0

planning to use Apache Tika Server 2.5 in .net6. how can we use that and call from .net component.

BChe
  • 13
  • 4
  • Install java, start the server, make REST calls to it? – Gagravarr Oct 10 '22 at 12:48
  • Have downloaded Apache tika standard 2.5 and started server using below command > Java -jar tika-server-standard-2.5.0.jar and started browsing endpoints but few are not accessible i.e. tika/form and rmeta/form – BChe Oct 10 '22 at 13:20
  • @Gagravarr want to send multiple file formats and parse at once in API call but unable to do it. – BChe Oct 10 '22 at 13:39
  • See https://cwiki.apache.org/confluence/display/TIKA/TikaServer#TikaServer-TikaServerServices for the list of supported endpoints, and if they are GET / POST / PUT – Gagravarr Oct 10 '22 at 14:34
  • @Gagravarr Thanks for reply..yes we have endpoints Tika/form and rmeta/form listed on confluence but when we start the server and browse url http://localhost:9998/ and then select these endpoints by clicking on them then it shows this page isn't working right now and exception we get is HTTP 405 method not allowed. – BChe Oct 10 '22 at 15:04
  • As documented on the Wiki and in the App, those methods require a POST, so a GET won't work – Gagravarr Oct 10 '22 at 21:54
  • @Gagravarr making post call but getting error - Problem with writing the data, class org.Apache.tika.server.core. resource, contenttype: text/xml – BChe Oct 11 '22 at 05:46
  • @Gagravarr in case you have reference document or snippet to call tika server from .net using multipart.that helps. – BChe Oct 11 '22 at 05:50
  • I don't code in .net, but you can find a bunch of Java ones which should be pretty similar in the Apache Tika test suite, eg https://github.com/apache/tika/blob/main/tika-server/tika-server-standard/src/test/java/org/apache/tika/server/standard/TikaResourceTest.java#L533 – Gagravarr Oct 11 '22 at 10:00
  • @Gagravarr Does tika keeps parent child relationship in document and attachments – BChe Oct 12 '22 at 04:24
  • Depends on what API you call - some will skip attachments, some will inline, some will return you a bundle with references.

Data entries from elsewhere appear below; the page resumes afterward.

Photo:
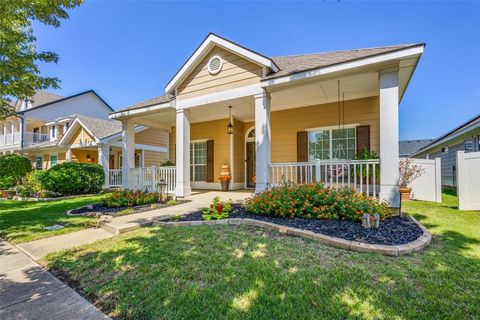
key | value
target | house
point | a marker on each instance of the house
(293, 118)
(465, 137)
(409, 147)
(51, 129)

Up to you what one works best in your situation – Gagravarr Oct 12 '22 at 09:17
  • @Gagravarr for multipart support when I was trying to call post Api endpoint tika/form or rmeta/form by attaching 2 documents it's only accept 1St document and parse. – BChe Oct 13 '22 at 09:20
  • @Gagravarr i think we cannot pass multiple files in single request to tika/form or rmeta/form endpoints – BChe Oct 14 '22 at 11:58
  • You'd be better off asking Tika usage questions on the user mailing list, lots more people monitor that - https://tika.apache.org/mail-lists.html – Gagravarr Oct 14 '22 at 13:09

1 Answers1

0

This is how it's worked for me

Var Client=new Httpclient();     
string uriString="Your API endpoint Address here";
Using var stream=File.OpenRead(filename); Using var content= new MultiFormDataContent{{ new StreamContent (stream)}};  
HttpResponseMesage response=client.PostAsync(uriString,content).Result; 
Jeremy Caney
  • 7,102
  • 69
  • 48
  • 77
BChe
  • 13
  • 4